İUİ sonucu oluşan yan etkiler :

 

İnseminasyona bağlı olarak gelişen komplikasyonlar oldukça azdır. Bunlar arasında ; kontrollü over hiperstimülasyonu (KOH) ile birlikte uygulanılan olgularda over hiperstimülasyon sendromu ( OHSS ), pelvik infeksiyon , uterus kontraksiyonlarında artış, çok nadiren vasovagal komplikasyonlar ( hipotansiyon, bradikardi, senkop), antisperm antikorlarda artış sayılabilir.

 

İnseminasyon ,doğru değerlendirilmiş olgularda  başarılı olabilecek ucuz ve kolay bir yöntem olup, daha zor ve ekipman gerektiren ,pahalı yardımla üreme tekniklerine geçilmeden uygulanmalıdır.

 

Klinik Pratikte Anahtar Noktalar

–         IUI uygulanacağı durumda over rezervi ve tubal geçirgenlik ile birlikte spermogram yapılarak planlamaya gidilmelidir.

–         IUI açıklanamayan infertilite, servikal faktör erkek faktör infertilitesi, seksüel disfonksiyon gibi endikasyonlarda efektif bir tedavi seçeneğidir

–         Diğer inseminasyon seçenekleri ile kıyaslandığında intrauterin inseminasyon en etkili olandır.

–         Özellikle KOH uygulanacaksa IUI öncesi her hastaya bazal ultrason ve hormon analizi yapılmalıdır.

–         En yüksek gebelik oranı gonadotropinler ile KOH intrauterin inseminasyon ile kombine edildiğinde elde edilmekte. Fakat artan maliyet, olası OHSS riski, çoğul gebelik riski gözetilmelidir. Gn+IUI metodu kullanıldığında hastaların üçte birinde gebelik beklenmektedir.

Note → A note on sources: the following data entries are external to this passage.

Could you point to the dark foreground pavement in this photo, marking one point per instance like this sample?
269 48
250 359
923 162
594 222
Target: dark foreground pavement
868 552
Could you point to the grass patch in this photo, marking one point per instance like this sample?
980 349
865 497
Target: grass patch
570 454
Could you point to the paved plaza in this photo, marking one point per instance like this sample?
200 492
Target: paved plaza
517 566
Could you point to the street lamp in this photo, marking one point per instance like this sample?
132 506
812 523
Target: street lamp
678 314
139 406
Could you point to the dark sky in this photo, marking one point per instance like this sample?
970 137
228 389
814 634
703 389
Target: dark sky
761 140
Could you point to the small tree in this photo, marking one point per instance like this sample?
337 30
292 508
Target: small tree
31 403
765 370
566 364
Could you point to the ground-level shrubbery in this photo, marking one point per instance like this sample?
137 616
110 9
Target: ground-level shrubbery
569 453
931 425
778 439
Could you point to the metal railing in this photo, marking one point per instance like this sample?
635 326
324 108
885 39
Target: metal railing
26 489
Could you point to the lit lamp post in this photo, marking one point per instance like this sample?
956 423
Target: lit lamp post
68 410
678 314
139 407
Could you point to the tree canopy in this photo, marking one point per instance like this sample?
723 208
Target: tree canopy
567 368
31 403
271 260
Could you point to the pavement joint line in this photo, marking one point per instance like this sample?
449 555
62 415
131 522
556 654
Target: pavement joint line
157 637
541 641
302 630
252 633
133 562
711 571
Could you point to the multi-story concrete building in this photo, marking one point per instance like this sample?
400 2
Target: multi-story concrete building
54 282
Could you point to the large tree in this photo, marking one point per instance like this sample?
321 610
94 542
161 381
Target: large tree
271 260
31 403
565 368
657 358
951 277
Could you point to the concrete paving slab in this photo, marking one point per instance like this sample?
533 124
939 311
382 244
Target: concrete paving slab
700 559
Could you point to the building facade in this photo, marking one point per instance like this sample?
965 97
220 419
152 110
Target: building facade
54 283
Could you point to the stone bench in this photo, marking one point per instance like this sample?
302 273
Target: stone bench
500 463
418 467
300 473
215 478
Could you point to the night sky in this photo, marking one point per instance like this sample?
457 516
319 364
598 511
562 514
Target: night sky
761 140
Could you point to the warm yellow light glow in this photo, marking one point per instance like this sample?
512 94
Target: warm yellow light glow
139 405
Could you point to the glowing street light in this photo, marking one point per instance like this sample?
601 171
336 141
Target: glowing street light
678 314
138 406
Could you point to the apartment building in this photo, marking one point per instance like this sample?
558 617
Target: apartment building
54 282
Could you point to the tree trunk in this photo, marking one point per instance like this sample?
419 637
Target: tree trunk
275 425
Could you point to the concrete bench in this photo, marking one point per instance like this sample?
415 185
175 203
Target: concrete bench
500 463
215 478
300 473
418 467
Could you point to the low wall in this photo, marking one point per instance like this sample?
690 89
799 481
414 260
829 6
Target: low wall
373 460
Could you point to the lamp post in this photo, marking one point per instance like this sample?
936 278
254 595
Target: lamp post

–         IUI riskleri çoğul gebelik ve OHSS dışında minimaldir. Özellikle gonadotropinler kullanıldığında çoğul gebelik riski dikkate alınacak düzeylerdedir; dolayısıyla 3 veya daha fazla matür folikülün geliştiği durumlarda siklus iptali veya siklusun ÜYT siklusuna çevrilmesi tavsiye edilmelidir.

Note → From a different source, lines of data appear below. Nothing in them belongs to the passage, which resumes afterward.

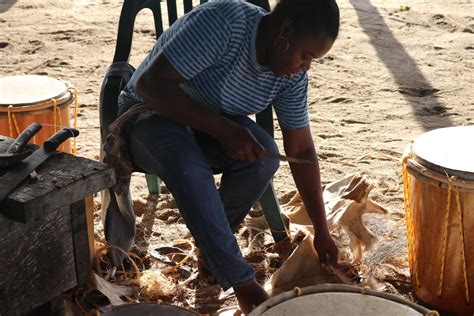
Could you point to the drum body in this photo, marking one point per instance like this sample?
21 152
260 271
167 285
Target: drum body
336 299
41 99
439 202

–         IUI başarısını etkileyen birçok değişken vardır ancak bunların içinde en önemlisi kadın yaşıdır.

–         Bu tedavi yaklaşımı ile, gebeliklerin çoğu 3-6 siklusda başarılır. Hastaya kaç siklus önerileceği konusunda belirleyici olan faktörler infertilite tanısı,  kadın yaşı ve çiftin finansal durumu olmalıdır.

–         İnseminasyonun zamanlaması çok önemlidir. En yüksek gebelik oranları IUI HCG’den 34-40 saat sonrasında yapıldığında elde edilmektedir.

–         “Natürel siklus” takibinde daha az sayıda folikül gelişecektir ve inseminasyon için doğru zamanı tayin etmek güç olmaktadır. İnseminasyon zamanını belirlemek ve gebelik şansını artırmak için tahmini ovulasyon gününden birkaç gün öncesinde başlayarak her gün sabah idrarında LH pikini araştırmak faydalı olacaktır.

–         Siklus başına, tek ve iyi planlanmış bir IUI yeterli olacaktır. Düşük sperm sayısı olan erkekler dışında multipl IUI’ın çok fazla bir katkısı olmayacaktır.

–         Ne sperm hazırlama tekniği ne de IUI için kullanılan kateterin tipi başarı sonuçları üzerine çok etkili olmayacaktır.